Both developed market government and corporate bond fund flows turned negative in May, seeing combined net outflows of €3.2bn. These are the biggest outflows since Morningstar started tracking fund flows in January 2012. Perhaps not coincidentally, eurozone government bonds suffered their steepest aggregate weekly losses since 2009 in May.
Short it all
In a stark contrast to the large outflows from long-only bond funds, long/short fixed income funds enjoyed a strong rise in inflows, with investors pouring in €1.7bn in May. This suggests they have been swapping part of their long/only bonds for long/short funds, which are supposed to weather a bear market much better as they can trade in derivatives.

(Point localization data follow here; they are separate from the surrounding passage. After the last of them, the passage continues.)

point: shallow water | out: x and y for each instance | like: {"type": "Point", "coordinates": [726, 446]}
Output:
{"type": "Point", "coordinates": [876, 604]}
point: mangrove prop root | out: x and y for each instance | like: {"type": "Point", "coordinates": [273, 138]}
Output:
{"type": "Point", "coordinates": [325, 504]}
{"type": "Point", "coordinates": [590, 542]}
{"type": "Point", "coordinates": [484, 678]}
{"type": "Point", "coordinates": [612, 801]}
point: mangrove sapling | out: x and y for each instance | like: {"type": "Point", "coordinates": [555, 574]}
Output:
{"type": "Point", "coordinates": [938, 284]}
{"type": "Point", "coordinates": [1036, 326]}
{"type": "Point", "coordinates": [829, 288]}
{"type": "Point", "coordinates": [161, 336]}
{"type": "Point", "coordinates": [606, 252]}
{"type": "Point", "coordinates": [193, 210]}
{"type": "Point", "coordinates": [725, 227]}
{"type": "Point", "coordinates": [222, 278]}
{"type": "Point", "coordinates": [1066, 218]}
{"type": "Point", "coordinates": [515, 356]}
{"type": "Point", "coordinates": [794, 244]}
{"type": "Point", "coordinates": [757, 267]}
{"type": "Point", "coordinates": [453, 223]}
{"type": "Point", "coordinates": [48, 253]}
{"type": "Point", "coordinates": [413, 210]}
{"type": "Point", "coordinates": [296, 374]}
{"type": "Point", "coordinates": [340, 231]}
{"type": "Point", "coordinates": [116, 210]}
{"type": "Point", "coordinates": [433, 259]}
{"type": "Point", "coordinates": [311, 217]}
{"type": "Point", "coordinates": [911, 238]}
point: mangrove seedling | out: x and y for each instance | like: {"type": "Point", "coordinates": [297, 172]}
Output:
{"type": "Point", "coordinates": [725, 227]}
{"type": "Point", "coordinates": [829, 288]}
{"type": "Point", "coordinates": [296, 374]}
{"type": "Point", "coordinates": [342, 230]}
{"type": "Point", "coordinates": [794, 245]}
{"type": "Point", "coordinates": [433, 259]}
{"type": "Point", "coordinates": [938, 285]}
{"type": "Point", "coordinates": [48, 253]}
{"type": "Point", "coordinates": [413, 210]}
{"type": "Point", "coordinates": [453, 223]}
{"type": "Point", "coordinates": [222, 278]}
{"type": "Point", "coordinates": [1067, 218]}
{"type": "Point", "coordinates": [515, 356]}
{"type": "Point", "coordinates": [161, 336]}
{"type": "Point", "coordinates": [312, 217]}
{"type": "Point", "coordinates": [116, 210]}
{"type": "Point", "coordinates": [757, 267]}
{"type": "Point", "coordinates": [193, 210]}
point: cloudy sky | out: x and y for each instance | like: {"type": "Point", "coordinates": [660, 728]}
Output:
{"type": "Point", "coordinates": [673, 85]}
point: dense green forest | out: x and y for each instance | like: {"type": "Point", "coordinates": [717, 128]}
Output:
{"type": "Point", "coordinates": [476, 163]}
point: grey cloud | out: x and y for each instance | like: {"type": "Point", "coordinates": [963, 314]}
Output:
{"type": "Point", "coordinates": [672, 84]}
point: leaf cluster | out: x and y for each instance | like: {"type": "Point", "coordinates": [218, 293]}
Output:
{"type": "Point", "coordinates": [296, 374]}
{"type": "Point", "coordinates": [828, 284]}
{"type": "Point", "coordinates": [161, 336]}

Tim Peeters, head of securities portfolios for the Belgian multi-family office, is one of the investors who have been doing exactly this. “Some 60% of my total fixed income allocation is now invested in absolute return funds,” he told Expert Investor Europe recently. And he is not planning to get back into eurozone government bonds anytime soon. “I demand a yield of at least 2% in order to get back in,” he says.
Down the curve
But not all long/only bonds are being sold off. Interestingly, it’s only the long part of the curve which has taken a hit. Short-duration investment grade bonds were still registering net inflows over the month, as investors are reducing their duration anticipating higher market volatility.
“We have reduced our duration from 5.2 to 3,” says Jaap Bouma from the Dutch wealth management company Optimix. These tactical moves have been bearing fruit, as short-durations bonds have held up much better over the past few months (see graph above).